Congressman Paul Gosar (R-AZ) says the the proposed rule is a “bureaucratic nightmare” that would make it “impossible to produce coal on federal lands, including tribal land.”

According to a memorandum produced by the U.S. House Subcommittee on Energy and Natural Resources, the proposed rule “ignores the realities and economics of natural resource production and would grant absolute discretion to ONRR auditors.”

ONRR has said the new rule will cost the industry $80 million, but the mining industry pegs the cost in the hundreds of millions of dollars.

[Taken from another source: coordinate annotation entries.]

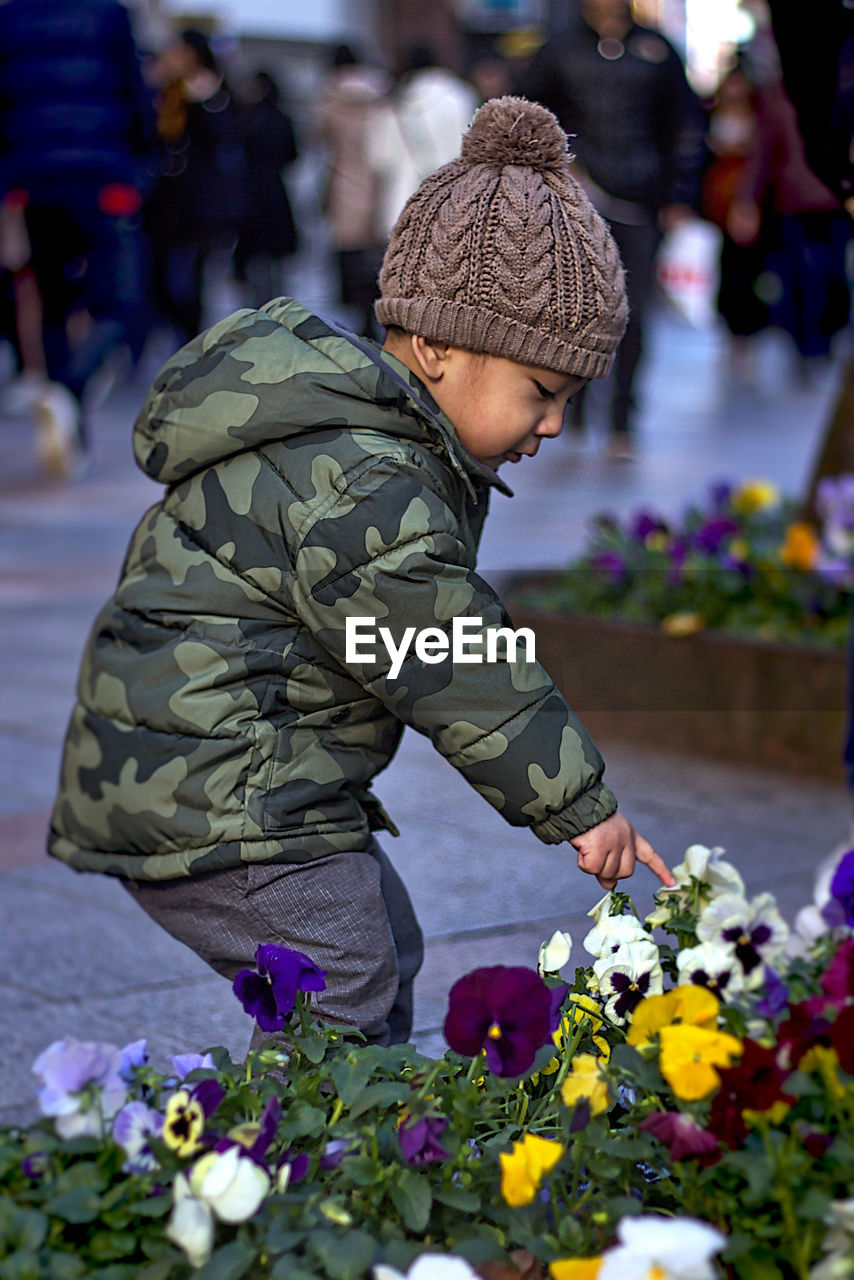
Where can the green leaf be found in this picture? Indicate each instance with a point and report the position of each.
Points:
(412, 1198)
(231, 1262)
(313, 1046)
(81, 1205)
(302, 1120)
(459, 1200)
(345, 1257)
(387, 1093)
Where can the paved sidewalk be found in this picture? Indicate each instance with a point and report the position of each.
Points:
(77, 958)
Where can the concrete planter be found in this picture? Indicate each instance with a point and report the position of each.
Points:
(770, 704)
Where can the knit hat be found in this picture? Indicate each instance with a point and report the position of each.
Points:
(501, 251)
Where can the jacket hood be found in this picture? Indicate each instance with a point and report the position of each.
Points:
(261, 376)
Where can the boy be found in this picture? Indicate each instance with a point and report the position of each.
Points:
(229, 720)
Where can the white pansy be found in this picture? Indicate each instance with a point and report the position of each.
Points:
(662, 1248)
(626, 977)
(837, 1243)
(555, 954)
(429, 1266)
(613, 932)
(711, 965)
(601, 908)
(754, 928)
(229, 1183)
(191, 1225)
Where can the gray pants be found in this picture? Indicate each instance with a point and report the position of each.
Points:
(350, 913)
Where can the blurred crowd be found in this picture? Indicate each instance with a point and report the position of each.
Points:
(127, 172)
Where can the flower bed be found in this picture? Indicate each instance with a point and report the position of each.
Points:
(724, 635)
(683, 1107)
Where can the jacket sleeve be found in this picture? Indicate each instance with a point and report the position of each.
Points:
(394, 560)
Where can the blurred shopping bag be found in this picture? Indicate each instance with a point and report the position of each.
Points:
(686, 270)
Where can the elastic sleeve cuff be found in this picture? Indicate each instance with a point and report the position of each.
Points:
(587, 810)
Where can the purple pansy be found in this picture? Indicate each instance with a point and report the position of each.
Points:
(841, 886)
(334, 1152)
(505, 1011)
(419, 1141)
(713, 533)
(132, 1128)
(776, 995)
(683, 1137)
(270, 993)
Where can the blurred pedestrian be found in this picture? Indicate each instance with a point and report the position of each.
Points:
(636, 129)
(76, 126)
(268, 234)
(200, 199)
(419, 129)
(808, 261)
(733, 140)
(346, 120)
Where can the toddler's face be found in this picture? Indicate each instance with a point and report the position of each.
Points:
(501, 408)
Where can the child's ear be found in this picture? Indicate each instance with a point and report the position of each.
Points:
(430, 355)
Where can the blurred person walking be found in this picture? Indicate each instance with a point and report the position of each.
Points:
(733, 140)
(419, 129)
(636, 128)
(811, 228)
(200, 200)
(346, 119)
(76, 124)
(268, 234)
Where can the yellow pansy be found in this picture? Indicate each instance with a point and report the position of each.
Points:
(695, 1006)
(524, 1169)
(689, 1056)
(183, 1124)
(800, 545)
(683, 624)
(575, 1269)
(823, 1060)
(756, 496)
(585, 1083)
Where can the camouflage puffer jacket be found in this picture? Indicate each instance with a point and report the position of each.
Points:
(218, 720)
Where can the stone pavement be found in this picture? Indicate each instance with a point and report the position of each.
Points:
(77, 958)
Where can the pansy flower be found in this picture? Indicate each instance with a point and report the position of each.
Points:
(841, 887)
(690, 1057)
(81, 1086)
(752, 1087)
(132, 1129)
(585, 1084)
(612, 932)
(525, 1166)
(420, 1139)
(270, 993)
(683, 1136)
(695, 1006)
(503, 1011)
(626, 977)
(662, 1248)
(754, 929)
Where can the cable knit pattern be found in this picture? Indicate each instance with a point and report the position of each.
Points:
(502, 252)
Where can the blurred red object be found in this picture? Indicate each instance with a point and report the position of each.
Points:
(119, 200)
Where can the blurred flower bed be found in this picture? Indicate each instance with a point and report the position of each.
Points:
(681, 1107)
(741, 562)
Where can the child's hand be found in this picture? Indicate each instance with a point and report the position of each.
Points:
(611, 849)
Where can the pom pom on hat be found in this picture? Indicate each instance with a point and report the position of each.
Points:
(511, 131)
(501, 251)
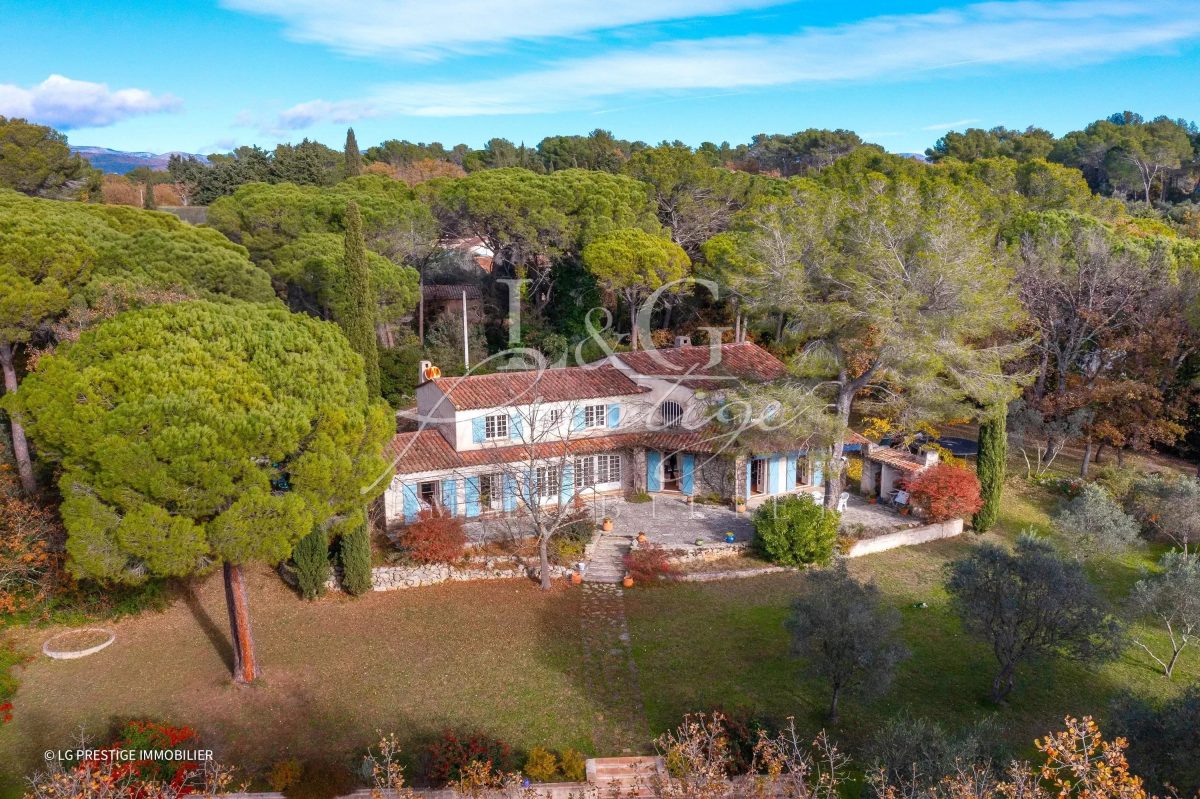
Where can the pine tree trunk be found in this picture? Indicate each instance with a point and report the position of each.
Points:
(19, 445)
(544, 562)
(245, 662)
(991, 463)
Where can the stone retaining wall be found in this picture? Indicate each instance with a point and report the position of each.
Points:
(906, 538)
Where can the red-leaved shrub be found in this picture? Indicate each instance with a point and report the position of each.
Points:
(648, 563)
(943, 492)
(448, 756)
(436, 536)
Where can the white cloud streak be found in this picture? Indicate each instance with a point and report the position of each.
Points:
(427, 29)
(989, 35)
(65, 103)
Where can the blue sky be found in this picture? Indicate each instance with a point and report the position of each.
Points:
(205, 76)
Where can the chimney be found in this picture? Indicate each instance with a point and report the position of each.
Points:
(426, 372)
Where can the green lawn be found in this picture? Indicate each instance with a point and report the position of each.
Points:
(705, 646)
(505, 659)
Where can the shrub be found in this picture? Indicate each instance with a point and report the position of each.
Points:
(447, 757)
(311, 558)
(649, 563)
(285, 774)
(541, 766)
(943, 492)
(796, 530)
(355, 554)
(1095, 523)
(435, 536)
(574, 766)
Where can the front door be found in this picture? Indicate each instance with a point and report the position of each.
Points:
(759, 476)
(671, 472)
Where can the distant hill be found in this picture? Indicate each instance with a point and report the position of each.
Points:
(119, 162)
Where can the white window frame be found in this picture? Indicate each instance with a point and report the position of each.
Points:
(595, 416)
(546, 482)
(491, 486)
(496, 427)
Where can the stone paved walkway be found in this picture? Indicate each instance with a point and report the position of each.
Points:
(610, 673)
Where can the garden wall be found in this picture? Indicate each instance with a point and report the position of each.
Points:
(906, 538)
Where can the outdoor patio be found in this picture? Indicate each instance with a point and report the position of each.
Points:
(671, 522)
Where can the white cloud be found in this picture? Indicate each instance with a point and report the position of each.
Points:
(425, 29)
(989, 35)
(949, 126)
(65, 103)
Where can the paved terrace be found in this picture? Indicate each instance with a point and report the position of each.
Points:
(671, 522)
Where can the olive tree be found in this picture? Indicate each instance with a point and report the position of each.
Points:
(1030, 604)
(1170, 599)
(845, 635)
(197, 434)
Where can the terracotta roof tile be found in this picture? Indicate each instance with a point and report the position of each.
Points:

Rep. Gosar adds that the rule is an “unconstitutional tax on coal exports” that will "kill jobs" like those at the Kayenta Mine, a surface coal mine operated by Peabody Energy on the Navajo Indian Reservation in northern Arizona.

According to Peabody, the Kayenta Mine employees 430 people, ninety percent of whom are native people.

“Congress must block the Obama Administration’s overreaching new regulations utilizing the power of the purse in the end of the year funding bill,” said Gosar. "Arizonans simply can’t afford the president’s far-left agenda and we must put an end to this nonsensical war on coal.”